There’s a guy talking to himself at the bar, while another guy scoops at lavish servings of mustard and horse radish with his Frankfurter sausages which disappear into his mouth, followed by a tear of a Semmel (bread roll). Within 5 minutes he is done, and so is his Krügerl (pint) of beer. He wipes his fingers on the newspaper he’s reading in the meantime.

The café is a living museum of past and present Vienna. It’s also one of the only cafés you’ll get the sneaking suspicion that the place is shrinking – year’s worth of posters have been layered on top of each other, leaving little bare wall to be seen.

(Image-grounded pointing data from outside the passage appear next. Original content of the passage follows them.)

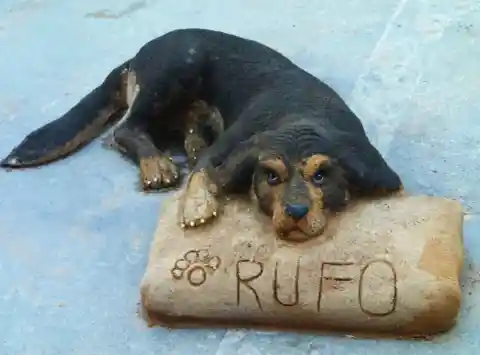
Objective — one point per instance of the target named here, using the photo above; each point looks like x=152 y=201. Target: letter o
x=196 y=276
x=361 y=288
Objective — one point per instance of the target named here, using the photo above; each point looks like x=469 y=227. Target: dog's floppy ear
x=367 y=170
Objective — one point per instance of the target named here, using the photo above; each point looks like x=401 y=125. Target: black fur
x=264 y=98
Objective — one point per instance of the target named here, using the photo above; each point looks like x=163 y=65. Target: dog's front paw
x=199 y=205
x=158 y=172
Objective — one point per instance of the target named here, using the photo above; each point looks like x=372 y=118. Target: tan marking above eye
x=276 y=165
x=313 y=163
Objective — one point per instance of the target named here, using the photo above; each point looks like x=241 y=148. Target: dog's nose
x=296 y=211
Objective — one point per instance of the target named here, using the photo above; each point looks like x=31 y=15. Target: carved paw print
x=158 y=172
x=195 y=266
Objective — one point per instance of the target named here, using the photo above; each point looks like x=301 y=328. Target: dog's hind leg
x=133 y=140
x=203 y=124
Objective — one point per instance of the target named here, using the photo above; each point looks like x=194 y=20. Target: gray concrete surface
x=74 y=235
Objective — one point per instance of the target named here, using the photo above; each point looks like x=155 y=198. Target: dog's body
x=266 y=121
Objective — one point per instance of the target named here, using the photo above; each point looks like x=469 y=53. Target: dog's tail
x=89 y=118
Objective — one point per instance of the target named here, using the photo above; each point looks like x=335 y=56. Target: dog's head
x=299 y=192
x=301 y=174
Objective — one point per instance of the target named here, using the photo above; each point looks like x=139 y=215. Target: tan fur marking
x=199 y=203
x=158 y=171
x=310 y=165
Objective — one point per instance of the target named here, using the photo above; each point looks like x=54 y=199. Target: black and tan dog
x=246 y=112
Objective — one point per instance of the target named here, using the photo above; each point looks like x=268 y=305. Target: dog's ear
x=367 y=171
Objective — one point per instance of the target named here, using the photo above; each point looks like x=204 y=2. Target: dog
x=249 y=119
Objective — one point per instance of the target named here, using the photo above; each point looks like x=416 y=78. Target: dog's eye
x=273 y=178
x=317 y=178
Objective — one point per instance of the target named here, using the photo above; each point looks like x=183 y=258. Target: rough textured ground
x=74 y=235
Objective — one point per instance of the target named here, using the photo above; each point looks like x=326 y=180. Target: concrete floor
x=74 y=236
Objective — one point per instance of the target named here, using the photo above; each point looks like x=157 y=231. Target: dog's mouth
x=298 y=235
x=302 y=230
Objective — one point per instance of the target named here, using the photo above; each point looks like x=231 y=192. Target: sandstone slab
x=388 y=266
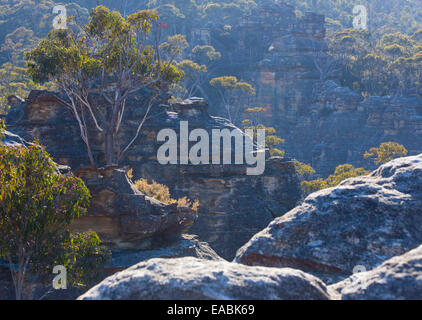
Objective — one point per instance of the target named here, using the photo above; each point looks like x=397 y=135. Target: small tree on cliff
x=37 y=204
x=234 y=95
x=386 y=152
x=112 y=59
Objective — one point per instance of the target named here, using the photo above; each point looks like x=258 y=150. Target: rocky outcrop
x=190 y=278
x=186 y=246
x=337 y=131
x=323 y=123
x=362 y=222
x=123 y=217
x=233 y=206
x=399 y=278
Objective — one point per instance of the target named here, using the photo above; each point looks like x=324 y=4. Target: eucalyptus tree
x=110 y=59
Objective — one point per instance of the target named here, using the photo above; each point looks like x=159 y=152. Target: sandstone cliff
x=233 y=207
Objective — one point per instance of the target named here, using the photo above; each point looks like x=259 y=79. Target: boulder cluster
x=359 y=240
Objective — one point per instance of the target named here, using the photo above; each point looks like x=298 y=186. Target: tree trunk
x=109 y=147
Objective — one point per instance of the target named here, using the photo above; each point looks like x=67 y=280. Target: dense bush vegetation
x=161 y=193
x=37 y=205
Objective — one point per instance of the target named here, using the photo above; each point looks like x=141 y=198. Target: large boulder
x=123 y=217
x=231 y=202
x=362 y=222
x=399 y=278
x=190 y=278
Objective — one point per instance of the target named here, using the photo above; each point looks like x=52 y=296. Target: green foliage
x=14 y=81
x=82 y=255
x=341 y=173
x=272 y=141
x=386 y=152
x=161 y=193
x=114 y=57
x=37 y=205
x=305 y=171
x=234 y=95
x=377 y=66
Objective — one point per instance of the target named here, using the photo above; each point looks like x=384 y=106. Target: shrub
x=161 y=193
x=342 y=172
x=37 y=205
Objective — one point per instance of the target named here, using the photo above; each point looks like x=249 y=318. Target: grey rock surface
x=399 y=278
x=191 y=278
x=187 y=246
x=362 y=222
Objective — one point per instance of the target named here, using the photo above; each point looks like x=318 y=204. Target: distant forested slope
x=391 y=46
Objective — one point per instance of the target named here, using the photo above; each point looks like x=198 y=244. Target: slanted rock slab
x=191 y=278
x=362 y=222
x=399 y=278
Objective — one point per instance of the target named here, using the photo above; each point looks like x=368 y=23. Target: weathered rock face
x=399 y=278
x=123 y=217
x=363 y=221
x=190 y=278
x=338 y=131
x=323 y=123
x=185 y=246
x=233 y=207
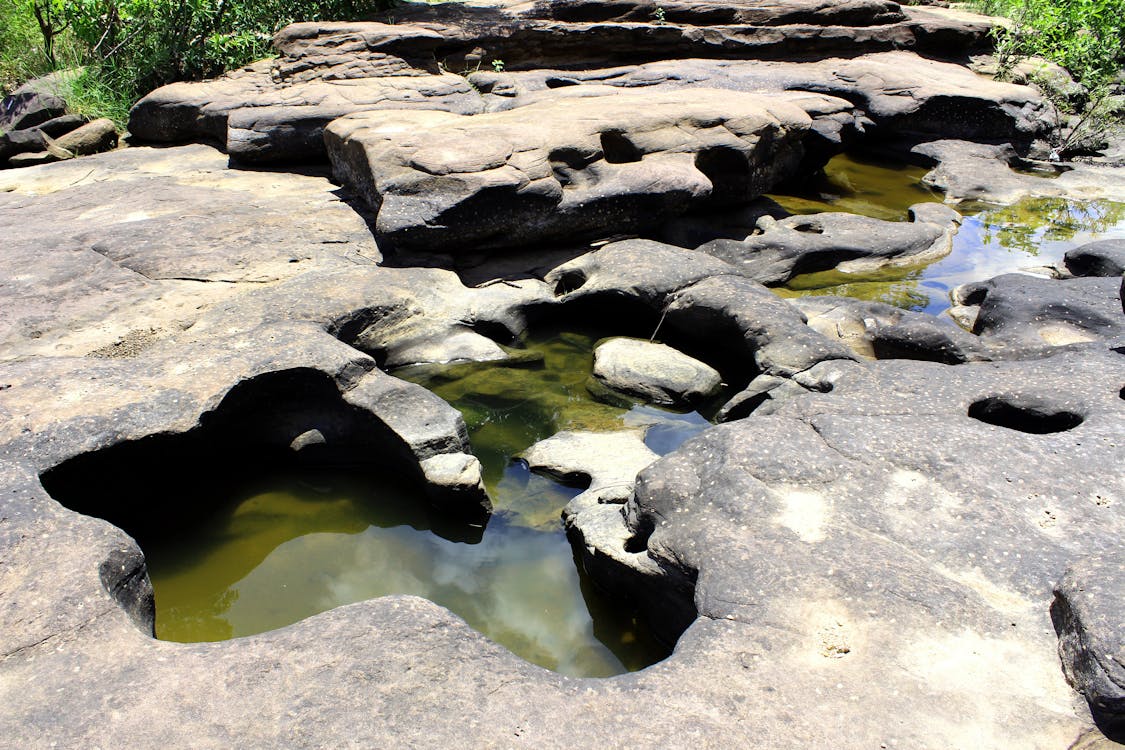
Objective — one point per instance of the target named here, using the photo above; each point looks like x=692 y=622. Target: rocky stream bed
x=569 y=375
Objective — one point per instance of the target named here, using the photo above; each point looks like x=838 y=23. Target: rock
x=972 y=171
x=903 y=96
x=257 y=119
x=865 y=539
x=887 y=466
x=33 y=159
x=605 y=462
x=1104 y=258
x=276 y=110
x=91 y=138
x=880 y=331
x=1088 y=619
x=456 y=480
x=24 y=109
x=698 y=303
x=17 y=142
x=848 y=243
x=593 y=165
x=1027 y=314
x=654 y=372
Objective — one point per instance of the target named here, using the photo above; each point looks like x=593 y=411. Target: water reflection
x=289 y=547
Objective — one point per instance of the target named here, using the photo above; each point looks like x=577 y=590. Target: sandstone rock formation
x=592 y=166
x=897 y=534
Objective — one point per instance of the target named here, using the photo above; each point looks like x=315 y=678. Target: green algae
x=992 y=240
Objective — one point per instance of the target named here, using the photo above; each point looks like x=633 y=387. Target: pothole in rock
x=992 y=240
x=242 y=535
x=1024 y=415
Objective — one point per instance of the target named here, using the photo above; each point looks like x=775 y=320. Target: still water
x=992 y=240
x=289 y=547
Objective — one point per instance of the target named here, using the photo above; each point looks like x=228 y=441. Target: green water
x=991 y=241
x=289 y=547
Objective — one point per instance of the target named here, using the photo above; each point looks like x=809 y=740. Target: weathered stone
x=33 y=159
x=654 y=372
x=257 y=119
x=903 y=95
x=91 y=138
x=25 y=108
x=851 y=244
x=695 y=300
x=591 y=166
x=1104 y=258
x=1026 y=314
x=881 y=331
x=1088 y=617
x=606 y=462
x=972 y=171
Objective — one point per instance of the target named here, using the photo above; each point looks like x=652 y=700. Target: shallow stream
x=288 y=547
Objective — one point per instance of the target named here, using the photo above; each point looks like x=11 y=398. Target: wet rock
x=1088 y=619
x=654 y=372
x=898 y=92
x=699 y=300
x=881 y=331
x=91 y=138
x=1026 y=313
x=590 y=166
x=1104 y=258
x=974 y=171
x=848 y=243
x=258 y=119
x=606 y=461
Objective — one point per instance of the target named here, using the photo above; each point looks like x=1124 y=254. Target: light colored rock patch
x=803 y=513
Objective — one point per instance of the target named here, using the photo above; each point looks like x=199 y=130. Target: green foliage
x=128 y=47
x=1083 y=36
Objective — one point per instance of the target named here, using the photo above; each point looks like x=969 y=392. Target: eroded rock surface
x=851 y=244
x=590 y=166
x=654 y=372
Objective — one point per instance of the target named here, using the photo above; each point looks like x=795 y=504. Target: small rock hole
x=619 y=150
x=1029 y=416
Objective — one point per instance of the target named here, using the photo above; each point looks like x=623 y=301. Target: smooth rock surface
x=588 y=168
x=1104 y=258
x=1087 y=615
x=654 y=372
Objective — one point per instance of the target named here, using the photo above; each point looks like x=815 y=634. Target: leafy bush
x=129 y=47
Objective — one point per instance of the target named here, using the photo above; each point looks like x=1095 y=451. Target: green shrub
x=128 y=47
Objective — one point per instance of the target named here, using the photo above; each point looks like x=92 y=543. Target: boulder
x=90 y=138
x=881 y=331
x=605 y=462
x=26 y=108
x=979 y=171
x=17 y=142
x=698 y=303
x=1090 y=624
x=563 y=170
x=1103 y=258
x=1026 y=314
x=257 y=119
x=654 y=372
x=848 y=243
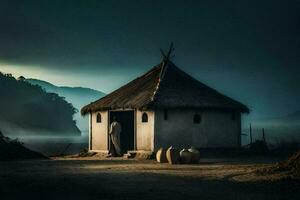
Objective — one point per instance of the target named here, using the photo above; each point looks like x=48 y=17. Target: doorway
x=126 y=119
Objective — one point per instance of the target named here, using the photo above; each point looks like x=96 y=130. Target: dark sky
x=248 y=50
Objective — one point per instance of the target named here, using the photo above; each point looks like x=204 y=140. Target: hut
x=164 y=107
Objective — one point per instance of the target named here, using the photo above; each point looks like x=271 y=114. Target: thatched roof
x=164 y=86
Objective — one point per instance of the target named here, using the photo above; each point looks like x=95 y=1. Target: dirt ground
x=62 y=178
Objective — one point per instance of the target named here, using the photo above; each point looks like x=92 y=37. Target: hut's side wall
x=216 y=129
x=145 y=131
x=99 y=132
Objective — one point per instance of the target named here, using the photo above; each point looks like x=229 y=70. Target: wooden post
x=250 y=134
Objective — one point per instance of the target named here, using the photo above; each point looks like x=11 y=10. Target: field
x=62 y=178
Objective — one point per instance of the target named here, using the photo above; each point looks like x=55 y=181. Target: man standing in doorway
x=114 y=135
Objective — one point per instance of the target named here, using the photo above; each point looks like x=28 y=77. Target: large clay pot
x=173 y=156
x=185 y=156
x=161 y=156
x=195 y=155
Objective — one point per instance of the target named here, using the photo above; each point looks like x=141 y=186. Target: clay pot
x=195 y=155
x=185 y=156
x=161 y=156
x=173 y=156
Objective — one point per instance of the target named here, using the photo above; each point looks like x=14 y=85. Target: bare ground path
x=132 y=179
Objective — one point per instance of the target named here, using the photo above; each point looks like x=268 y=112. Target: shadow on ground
x=119 y=179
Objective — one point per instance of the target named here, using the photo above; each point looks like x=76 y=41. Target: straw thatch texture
x=164 y=86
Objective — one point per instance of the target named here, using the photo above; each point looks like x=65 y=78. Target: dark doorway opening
x=126 y=119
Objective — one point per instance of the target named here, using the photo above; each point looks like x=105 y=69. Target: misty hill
x=28 y=109
x=78 y=96
x=14 y=150
x=285 y=128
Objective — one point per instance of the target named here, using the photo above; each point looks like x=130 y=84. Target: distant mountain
x=285 y=128
x=78 y=96
x=27 y=109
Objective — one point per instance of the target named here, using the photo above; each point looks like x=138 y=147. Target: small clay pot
x=173 y=156
x=161 y=156
x=195 y=155
x=185 y=156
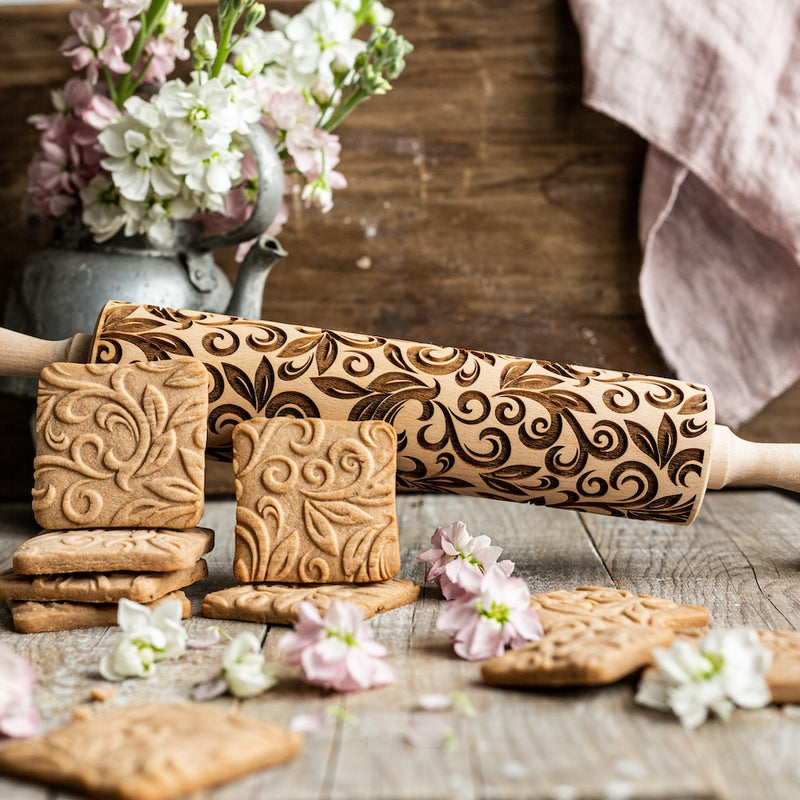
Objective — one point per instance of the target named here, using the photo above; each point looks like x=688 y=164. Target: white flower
x=148 y=636
x=321 y=39
x=102 y=213
x=244 y=667
x=204 y=43
x=726 y=669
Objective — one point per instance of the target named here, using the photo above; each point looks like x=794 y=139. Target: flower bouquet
x=130 y=149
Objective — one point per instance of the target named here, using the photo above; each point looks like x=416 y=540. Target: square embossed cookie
x=278 y=603
x=112 y=549
x=315 y=501
x=616 y=605
x=150 y=751
x=121 y=445
x=99 y=587
x=31 y=616
x=585 y=651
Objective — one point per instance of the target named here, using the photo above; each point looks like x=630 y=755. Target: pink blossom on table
x=459 y=560
x=485 y=622
x=337 y=651
x=18 y=714
x=69 y=153
x=101 y=39
x=169 y=46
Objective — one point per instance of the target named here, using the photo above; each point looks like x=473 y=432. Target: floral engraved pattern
x=278 y=603
x=315 y=501
x=467 y=422
x=120 y=446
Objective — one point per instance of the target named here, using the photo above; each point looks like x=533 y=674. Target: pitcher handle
x=268 y=199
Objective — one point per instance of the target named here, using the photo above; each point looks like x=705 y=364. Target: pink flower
x=336 y=652
x=483 y=623
x=18 y=715
x=101 y=38
x=458 y=560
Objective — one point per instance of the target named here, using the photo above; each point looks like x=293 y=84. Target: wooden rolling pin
x=467 y=422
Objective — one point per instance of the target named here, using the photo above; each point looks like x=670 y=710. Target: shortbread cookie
x=584 y=651
x=99 y=587
x=616 y=605
x=121 y=446
x=783 y=677
x=278 y=603
x=111 y=550
x=31 y=616
x=154 y=751
x=315 y=501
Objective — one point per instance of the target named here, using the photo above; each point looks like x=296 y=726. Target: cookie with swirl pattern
x=121 y=445
x=616 y=605
x=315 y=501
x=278 y=603
x=583 y=651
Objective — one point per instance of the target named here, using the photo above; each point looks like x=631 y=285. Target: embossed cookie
x=783 y=677
x=154 y=751
x=583 y=651
x=99 y=587
x=121 y=445
x=315 y=501
x=277 y=603
x=110 y=550
x=616 y=605
x=31 y=616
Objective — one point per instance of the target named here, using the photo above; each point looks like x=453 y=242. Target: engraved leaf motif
x=177 y=490
x=319 y=528
x=661 y=447
x=283 y=561
x=391 y=382
x=326 y=353
x=155 y=408
x=299 y=347
x=340 y=388
x=160 y=452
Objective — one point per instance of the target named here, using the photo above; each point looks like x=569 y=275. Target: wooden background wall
x=493 y=210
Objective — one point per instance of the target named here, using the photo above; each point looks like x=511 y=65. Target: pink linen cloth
x=714 y=87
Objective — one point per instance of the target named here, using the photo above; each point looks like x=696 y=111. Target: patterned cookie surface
x=783 y=677
x=315 y=501
x=31 y=616
x=121 y=446
x=583 y=651
x=109 y=550
x=278 y=603
x=151 y=751
x=99 y=587
x=616 y=605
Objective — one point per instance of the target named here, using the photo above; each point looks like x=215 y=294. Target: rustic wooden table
x=741 y=558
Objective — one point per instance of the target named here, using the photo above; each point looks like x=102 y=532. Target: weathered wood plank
x=739 y=557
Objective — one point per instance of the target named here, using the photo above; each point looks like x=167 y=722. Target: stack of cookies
x=316 y=520
x=119 y=480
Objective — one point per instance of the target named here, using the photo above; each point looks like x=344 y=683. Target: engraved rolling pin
x=467 y=422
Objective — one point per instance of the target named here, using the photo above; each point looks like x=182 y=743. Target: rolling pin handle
x=25 y=356
x=737 y=462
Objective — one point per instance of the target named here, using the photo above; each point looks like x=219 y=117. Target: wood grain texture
x=740 y=558
x=494 y=210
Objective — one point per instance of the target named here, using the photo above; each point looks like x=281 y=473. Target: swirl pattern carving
x=315 y=501
x=120 y=446
x=467 y=422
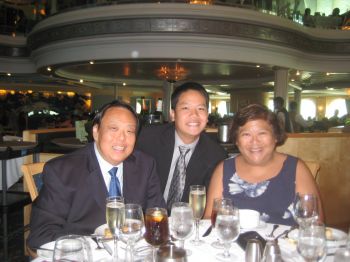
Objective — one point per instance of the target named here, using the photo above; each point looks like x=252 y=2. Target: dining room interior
x=61 y=60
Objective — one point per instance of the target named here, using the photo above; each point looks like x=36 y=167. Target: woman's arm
x=305 y=183
x=215 y=188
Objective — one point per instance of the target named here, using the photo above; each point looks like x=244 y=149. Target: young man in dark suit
x=189 y=113
x=73 y=197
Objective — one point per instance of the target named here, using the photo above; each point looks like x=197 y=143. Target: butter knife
x=208 y=231
x=107 y=248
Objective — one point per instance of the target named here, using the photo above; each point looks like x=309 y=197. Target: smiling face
x=256 y=142
x=190 y=115
x=116 y=135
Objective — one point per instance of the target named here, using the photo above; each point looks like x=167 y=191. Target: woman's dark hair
x=185 y=87
x=256 y=112
x=115 y=103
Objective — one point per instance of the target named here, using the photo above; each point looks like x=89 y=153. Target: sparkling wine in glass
x=114 y=216
x=197 y=202
x=305 y=209
x=157 y=228
x=312 y=242
x=131 y=227
x=182 y=222
x=227 y=228
x=218 y=203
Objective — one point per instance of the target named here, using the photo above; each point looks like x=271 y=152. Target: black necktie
x=179 y=177
x=114 y=185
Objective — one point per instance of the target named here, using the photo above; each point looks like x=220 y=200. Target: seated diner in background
x=259 y=177
x=75 y=186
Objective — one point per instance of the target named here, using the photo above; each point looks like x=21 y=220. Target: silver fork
x=97 y=243
x=271 y=235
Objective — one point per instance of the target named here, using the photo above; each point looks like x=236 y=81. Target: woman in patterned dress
x=259 y=177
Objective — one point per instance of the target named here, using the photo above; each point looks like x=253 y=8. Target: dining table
x=204 y=252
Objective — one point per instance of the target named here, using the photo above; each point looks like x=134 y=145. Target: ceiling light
x=172 y=74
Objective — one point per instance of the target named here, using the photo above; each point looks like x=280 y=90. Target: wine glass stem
x=226 y=249
x=197 y=231
x=182 y=243
x=154 y=253
x=115 y=251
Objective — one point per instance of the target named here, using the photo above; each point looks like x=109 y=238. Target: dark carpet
x=15 y=233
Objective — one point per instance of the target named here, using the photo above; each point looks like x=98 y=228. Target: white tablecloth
x=206 y=252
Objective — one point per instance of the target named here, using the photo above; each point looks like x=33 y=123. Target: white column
x=281 y=83
x=167 y=91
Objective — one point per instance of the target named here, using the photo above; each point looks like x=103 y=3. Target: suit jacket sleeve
x=49 y=210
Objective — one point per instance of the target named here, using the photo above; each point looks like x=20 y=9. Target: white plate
x=335 y=237
x=47 y=254
x=262 y=224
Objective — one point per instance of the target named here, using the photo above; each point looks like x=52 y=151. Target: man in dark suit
x=189 y=112
x=73 y=197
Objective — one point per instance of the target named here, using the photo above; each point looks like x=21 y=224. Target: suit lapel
x=197 y=163
x=96 y=182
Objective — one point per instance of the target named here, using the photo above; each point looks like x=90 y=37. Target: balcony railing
x=19 y=19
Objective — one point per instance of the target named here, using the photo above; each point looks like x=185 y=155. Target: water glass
x=181 y=222
x=312 y=242
x=342 y=255
x=305 y=209
x=131 y=228
x=197 y=202
x=72 y=248
x=227 y=228
x=114 y=216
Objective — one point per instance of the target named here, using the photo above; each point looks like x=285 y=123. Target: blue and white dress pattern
x=272 y=198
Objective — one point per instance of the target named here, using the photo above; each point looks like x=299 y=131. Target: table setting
x=231 y=234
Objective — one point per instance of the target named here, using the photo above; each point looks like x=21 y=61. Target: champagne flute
x=228 y=228
x=218 y=203
x=181 y=222
x=312 y=242
x=305 y=209
x=157 y=228
x=197 y=202
x=114 y=216
x=131 y=228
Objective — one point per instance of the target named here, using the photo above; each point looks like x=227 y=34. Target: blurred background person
x=259 y=177
x=298 y=122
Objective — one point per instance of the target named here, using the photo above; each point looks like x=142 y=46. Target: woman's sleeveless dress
x=272 y=198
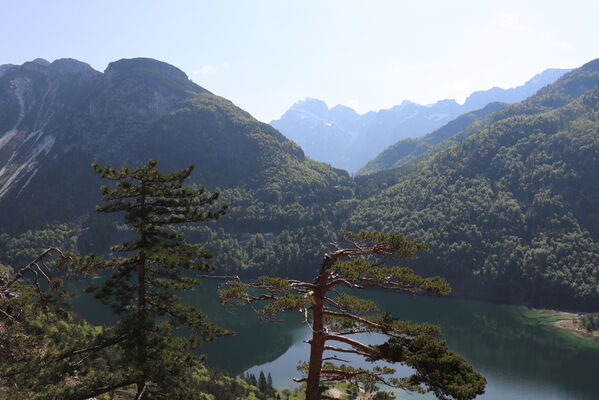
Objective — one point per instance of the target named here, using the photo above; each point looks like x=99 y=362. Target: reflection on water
x=520 y=358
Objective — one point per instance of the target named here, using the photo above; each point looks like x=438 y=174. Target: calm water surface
x=522 y=357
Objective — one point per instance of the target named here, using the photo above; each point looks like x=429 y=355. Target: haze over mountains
x=505 y=196
x=347 y=140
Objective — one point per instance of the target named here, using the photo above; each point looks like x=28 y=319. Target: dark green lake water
x=522 y=357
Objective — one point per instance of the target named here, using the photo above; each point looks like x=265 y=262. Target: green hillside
x=509 y=212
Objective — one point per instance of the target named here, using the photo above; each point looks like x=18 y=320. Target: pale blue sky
x=265 y=55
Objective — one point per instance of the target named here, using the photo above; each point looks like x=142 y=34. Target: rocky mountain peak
x=72 y=65
x=136 y=65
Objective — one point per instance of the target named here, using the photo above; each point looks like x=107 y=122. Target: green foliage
x=155 y=264
x=510 y=212
x=335 y=319
x=590 y=322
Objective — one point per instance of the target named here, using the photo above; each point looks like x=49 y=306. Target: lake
x=522 y=356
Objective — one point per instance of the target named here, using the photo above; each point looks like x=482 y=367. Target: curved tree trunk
x=318 y=334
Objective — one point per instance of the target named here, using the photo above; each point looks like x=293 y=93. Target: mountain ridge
x=361 y=137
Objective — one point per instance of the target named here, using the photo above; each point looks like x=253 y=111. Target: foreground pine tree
x=359 y=264
x=150 y=269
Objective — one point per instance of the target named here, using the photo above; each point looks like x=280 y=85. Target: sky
x=266 y=55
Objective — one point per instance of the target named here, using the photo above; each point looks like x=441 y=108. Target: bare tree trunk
x=141 y=303
x=318 y=333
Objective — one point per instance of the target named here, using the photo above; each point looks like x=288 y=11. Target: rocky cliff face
x=345 y=139
x=57 y=118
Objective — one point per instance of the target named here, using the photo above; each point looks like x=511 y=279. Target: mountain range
x=345 y=139
x=505 y=195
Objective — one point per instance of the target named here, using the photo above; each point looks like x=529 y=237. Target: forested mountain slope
x=56 y=119
x=408 y=150
x=345 y=139
x=510 y=212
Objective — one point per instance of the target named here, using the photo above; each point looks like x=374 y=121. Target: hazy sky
x=266 y=55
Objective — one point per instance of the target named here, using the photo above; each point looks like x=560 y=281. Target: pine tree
x=360 y=263
x=262 y=385
x=152 y=267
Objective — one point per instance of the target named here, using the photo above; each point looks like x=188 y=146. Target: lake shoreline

The coffee (or whatever your beverage be) and cigarettes can be enjoyed in the front room, however there is also a large non-smoking room in the back.

With its long opening hours, Kaffee Alt Wien lives two lives, every day of its life – by day it’s a café and by night (from about 5pm onwards) it’s typically full with a crowd drinking wine and beer, and a atmosphere more akin to a Beisl (a Viennese type of bar). That’s what is one of its charming attributes – it’s whatever you want it to be. For the literary or artistic type, it has the feel of a place where inspiration is born. For everybody else, its unpretentious old charm charisma makes you feel you’re in the midst of creatives.

The prices are also unpretentious. The food menu is brief, with the typical Viennese classic dishes at reasonable prices, while the drinks list is strictly beer, wine and spirits, alongside the standard hot drinks. And while a Melange in many coffeehouses will typically mean an average coffee with a pile of milk foam on top, Kaffee Alt Wien has evolved, and serves up a quality, creamy alternative.

While Kaffee Alt Wien’s fame has morphed it into a popular, busy haunt for all sorts, it’s somehow been able to maintain its personality – which speaks with a sigh, one eyebrow raised, and an exhaling of cigarette smoke – of the Viennese charm.